Last night we (one of the other girls, and me) built a fire and once again did the traditional marshmallow toasting with a bunch of insanely long sticks that someone had bought. One of the best parts of this trip has been the complete lack of need for my participation in the planning. They just sorta... got it. Planning HQ was an extremely active Facebook messenger chain and my contributions were limited to suggesting that we buy fruit for snacking (because I was tryna RAGE obvi.) But all of the meals were planned (without me) and the place was picked (without me) and the keg was procured and the marshmallow sticks were purchased and it all happened without me. This is the third year they’ve had this trip and they’re a relatively well-oiled machine.
We had run out of chocolate, so someone recommended using a peanut butter cup in its place. Let me tell you- it is not a good substitute. As someone who has pledged fealty to the gods of Reese's over the years, I hate to admit it, but it just doesn’t make any sense. There isn’t enough chocolate in the equation, and the peanut butter just feels like an unnecessary addition. I admired the chutzpah of the suggestion though. These are vacation improvisers and I respect it.

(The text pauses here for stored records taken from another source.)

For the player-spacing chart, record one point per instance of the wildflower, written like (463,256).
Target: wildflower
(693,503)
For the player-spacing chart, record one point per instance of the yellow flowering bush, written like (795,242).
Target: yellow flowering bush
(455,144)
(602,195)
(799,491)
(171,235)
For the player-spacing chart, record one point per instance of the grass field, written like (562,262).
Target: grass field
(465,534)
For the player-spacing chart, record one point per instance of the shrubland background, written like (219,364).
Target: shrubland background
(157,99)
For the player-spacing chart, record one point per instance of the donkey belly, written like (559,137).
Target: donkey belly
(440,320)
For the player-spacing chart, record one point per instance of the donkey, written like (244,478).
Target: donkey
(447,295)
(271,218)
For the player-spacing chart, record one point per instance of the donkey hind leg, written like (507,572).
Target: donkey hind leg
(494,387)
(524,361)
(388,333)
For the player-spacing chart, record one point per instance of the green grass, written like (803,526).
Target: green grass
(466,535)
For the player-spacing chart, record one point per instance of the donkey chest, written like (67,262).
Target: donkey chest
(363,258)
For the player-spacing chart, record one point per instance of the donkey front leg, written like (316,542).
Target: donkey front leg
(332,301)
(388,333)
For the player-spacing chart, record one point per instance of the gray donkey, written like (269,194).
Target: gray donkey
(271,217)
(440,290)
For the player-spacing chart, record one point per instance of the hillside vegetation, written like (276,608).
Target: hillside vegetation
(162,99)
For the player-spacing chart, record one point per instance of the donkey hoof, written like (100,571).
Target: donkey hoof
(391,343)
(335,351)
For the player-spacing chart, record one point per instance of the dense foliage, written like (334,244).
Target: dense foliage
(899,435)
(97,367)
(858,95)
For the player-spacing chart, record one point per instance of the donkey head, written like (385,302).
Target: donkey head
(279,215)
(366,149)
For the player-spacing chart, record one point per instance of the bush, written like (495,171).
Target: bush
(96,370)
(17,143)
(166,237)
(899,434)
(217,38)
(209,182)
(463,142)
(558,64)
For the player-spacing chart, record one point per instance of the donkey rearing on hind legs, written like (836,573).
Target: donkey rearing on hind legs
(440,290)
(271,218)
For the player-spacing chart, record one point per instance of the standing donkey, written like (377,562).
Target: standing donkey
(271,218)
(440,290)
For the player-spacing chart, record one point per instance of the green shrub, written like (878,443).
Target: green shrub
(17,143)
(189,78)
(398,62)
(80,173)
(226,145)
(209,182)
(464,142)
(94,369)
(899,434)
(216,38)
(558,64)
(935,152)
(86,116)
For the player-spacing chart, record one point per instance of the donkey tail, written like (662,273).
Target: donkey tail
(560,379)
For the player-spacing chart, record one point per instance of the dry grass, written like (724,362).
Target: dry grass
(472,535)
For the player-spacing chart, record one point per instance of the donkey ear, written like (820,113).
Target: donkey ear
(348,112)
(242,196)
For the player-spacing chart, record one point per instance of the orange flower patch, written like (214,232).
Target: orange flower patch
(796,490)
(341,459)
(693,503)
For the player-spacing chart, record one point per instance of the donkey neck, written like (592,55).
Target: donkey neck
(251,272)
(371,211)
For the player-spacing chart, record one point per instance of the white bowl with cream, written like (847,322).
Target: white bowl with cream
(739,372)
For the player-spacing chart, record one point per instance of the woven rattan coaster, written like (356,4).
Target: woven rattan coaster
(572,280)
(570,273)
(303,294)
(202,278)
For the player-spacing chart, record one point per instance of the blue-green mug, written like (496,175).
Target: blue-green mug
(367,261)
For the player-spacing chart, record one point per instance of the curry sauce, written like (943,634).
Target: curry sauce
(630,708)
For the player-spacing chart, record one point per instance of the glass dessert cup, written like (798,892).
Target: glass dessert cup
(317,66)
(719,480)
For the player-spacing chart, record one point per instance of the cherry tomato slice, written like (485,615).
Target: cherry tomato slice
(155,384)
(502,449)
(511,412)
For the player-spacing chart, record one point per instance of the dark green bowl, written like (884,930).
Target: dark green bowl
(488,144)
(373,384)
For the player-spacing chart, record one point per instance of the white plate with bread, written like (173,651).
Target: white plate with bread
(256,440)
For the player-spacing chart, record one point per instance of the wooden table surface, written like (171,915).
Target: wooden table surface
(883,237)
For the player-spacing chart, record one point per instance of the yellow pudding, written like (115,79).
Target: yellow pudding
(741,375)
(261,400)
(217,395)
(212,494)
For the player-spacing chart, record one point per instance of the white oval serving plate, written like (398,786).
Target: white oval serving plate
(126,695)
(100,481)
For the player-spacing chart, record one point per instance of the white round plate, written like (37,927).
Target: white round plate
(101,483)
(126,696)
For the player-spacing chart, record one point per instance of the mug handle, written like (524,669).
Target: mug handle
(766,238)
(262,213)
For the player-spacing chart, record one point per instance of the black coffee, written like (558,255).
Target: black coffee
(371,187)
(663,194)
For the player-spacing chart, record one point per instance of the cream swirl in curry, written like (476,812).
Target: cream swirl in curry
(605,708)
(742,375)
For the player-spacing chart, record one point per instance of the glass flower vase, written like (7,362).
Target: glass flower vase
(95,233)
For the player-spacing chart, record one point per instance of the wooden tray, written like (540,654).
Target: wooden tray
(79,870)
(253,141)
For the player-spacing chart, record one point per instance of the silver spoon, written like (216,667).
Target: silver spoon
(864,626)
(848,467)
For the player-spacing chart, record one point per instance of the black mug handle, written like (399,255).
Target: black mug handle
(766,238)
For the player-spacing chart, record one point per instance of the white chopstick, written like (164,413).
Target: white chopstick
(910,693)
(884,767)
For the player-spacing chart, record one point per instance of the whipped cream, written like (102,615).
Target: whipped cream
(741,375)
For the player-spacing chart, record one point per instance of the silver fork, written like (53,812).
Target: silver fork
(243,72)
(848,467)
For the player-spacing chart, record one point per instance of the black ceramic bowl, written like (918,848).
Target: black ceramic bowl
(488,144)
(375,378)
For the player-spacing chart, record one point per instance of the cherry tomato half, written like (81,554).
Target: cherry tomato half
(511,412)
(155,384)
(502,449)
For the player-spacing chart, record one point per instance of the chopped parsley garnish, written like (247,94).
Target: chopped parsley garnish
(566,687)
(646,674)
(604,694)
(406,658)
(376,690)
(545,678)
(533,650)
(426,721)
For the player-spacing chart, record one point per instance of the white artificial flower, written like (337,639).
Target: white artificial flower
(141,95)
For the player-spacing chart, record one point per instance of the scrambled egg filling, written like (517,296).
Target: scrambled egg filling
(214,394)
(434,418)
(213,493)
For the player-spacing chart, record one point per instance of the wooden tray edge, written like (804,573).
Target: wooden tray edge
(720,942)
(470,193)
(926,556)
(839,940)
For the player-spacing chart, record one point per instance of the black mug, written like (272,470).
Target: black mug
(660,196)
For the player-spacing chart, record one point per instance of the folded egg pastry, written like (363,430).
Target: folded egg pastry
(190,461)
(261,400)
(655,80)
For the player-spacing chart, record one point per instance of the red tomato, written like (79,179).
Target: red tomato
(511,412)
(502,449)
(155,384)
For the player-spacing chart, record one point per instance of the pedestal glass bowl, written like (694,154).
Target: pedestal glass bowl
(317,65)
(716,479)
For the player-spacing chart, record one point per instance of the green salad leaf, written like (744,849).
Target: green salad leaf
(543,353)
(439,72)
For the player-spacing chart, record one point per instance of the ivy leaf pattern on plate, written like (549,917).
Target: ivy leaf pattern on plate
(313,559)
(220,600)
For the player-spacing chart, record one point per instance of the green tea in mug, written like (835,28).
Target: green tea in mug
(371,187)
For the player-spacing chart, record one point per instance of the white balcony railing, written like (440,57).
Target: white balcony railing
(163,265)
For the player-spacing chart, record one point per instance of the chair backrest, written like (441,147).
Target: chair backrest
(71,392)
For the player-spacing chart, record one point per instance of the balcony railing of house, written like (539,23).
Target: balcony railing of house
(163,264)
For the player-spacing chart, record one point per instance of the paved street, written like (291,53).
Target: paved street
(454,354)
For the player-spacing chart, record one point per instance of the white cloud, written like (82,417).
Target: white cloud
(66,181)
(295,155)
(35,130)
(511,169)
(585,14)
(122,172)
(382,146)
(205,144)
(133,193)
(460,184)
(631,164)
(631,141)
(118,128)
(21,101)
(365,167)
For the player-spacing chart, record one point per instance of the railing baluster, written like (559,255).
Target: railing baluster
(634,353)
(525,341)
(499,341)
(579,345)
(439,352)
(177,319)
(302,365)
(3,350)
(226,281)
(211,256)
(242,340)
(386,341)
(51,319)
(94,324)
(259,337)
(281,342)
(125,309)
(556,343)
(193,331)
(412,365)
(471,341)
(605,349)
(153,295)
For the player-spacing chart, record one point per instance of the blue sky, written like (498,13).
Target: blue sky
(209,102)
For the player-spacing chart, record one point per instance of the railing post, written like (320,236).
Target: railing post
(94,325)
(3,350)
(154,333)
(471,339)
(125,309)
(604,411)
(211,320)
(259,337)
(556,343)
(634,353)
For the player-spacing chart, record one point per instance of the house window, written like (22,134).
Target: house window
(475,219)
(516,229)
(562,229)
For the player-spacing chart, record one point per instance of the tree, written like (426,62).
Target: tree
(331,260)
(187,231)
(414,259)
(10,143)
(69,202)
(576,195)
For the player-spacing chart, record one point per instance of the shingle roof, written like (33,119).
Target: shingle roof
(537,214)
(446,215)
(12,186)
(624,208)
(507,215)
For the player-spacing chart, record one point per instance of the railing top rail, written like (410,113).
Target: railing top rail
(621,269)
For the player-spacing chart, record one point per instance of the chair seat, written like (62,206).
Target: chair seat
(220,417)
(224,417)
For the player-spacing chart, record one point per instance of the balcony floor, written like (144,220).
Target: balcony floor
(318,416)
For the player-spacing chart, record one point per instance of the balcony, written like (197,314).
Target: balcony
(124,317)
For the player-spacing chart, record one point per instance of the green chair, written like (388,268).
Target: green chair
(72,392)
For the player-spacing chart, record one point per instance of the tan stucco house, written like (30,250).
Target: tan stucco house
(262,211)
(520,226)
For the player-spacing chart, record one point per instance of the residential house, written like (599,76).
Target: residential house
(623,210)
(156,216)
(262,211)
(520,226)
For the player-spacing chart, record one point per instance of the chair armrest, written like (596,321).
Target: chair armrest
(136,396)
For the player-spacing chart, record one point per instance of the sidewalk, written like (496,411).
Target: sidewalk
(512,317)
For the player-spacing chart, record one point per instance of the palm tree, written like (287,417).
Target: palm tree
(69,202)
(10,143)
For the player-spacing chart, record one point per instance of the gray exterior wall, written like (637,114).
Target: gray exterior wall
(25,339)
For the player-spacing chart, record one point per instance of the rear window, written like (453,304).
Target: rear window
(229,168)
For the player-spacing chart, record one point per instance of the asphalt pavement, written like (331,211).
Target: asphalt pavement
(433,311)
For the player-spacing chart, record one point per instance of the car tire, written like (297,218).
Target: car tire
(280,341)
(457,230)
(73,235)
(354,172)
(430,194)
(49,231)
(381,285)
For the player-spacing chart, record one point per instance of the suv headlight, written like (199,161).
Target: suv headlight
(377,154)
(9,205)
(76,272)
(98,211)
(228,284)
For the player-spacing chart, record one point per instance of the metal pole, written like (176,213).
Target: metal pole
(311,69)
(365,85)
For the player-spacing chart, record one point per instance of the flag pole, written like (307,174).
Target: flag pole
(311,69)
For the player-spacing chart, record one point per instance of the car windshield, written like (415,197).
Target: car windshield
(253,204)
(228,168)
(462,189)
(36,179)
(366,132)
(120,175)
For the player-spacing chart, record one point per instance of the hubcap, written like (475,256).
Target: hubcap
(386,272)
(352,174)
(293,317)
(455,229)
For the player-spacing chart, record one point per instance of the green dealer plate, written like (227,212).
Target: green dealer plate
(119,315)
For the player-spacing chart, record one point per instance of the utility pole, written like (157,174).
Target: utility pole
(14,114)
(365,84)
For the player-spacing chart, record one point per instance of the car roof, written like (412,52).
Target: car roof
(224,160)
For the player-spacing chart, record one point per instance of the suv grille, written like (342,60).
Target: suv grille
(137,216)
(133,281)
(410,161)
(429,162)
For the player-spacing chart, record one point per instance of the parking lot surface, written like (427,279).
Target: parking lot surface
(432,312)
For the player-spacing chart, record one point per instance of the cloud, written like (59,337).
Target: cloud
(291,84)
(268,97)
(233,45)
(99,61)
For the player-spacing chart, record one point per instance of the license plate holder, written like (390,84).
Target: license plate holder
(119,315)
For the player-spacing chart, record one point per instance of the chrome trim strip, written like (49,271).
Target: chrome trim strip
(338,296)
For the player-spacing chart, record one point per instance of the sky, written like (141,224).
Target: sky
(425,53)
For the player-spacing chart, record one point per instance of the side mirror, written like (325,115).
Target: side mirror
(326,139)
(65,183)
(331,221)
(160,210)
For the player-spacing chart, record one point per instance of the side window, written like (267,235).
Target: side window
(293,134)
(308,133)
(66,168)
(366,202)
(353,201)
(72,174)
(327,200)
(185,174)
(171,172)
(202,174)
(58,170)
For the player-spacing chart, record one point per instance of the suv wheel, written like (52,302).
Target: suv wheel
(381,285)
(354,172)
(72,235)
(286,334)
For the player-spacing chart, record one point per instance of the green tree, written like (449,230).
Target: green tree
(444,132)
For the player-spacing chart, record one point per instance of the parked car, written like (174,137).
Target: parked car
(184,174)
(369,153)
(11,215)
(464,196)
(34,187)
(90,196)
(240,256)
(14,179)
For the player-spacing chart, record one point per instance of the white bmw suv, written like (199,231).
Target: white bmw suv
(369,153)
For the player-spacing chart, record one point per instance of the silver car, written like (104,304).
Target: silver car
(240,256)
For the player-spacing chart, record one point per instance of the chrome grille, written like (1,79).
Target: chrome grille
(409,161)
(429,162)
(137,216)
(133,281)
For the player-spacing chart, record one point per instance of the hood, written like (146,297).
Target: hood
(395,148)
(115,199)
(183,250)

After the fire died down, around midnight, a couple of us jumped in the lake, which looked completely black at night. Once we were completely frozen to the core, we made the run from the lake to the hot tub. The spirit of it all just felt like college, but not the college I went to. A different college. Maybe one with a quad. And frat houses. With actual college students in it. It didn’t seem to matter that we’re all in our 30s.
It’s raining now, which is good because I want to do exactly nothing today. We were up until two AM asking the hard existential questions (including my favorite question of all time: “What celebrity would you sleep with but then be ashamed about it?”) The trip has been just long enough to start feeling my physical magnetic pull to New York ease off, but it’s not gone completely. I’m pretty sure that would take at least two full weeks away and that hasn’t happened maybe ever.
I’m leaving tonight, early, so I’m back in the city for my rowing lesson tomorrow, and as much fun as I’m having here I like when I realize that I have a home that I get excited to return to.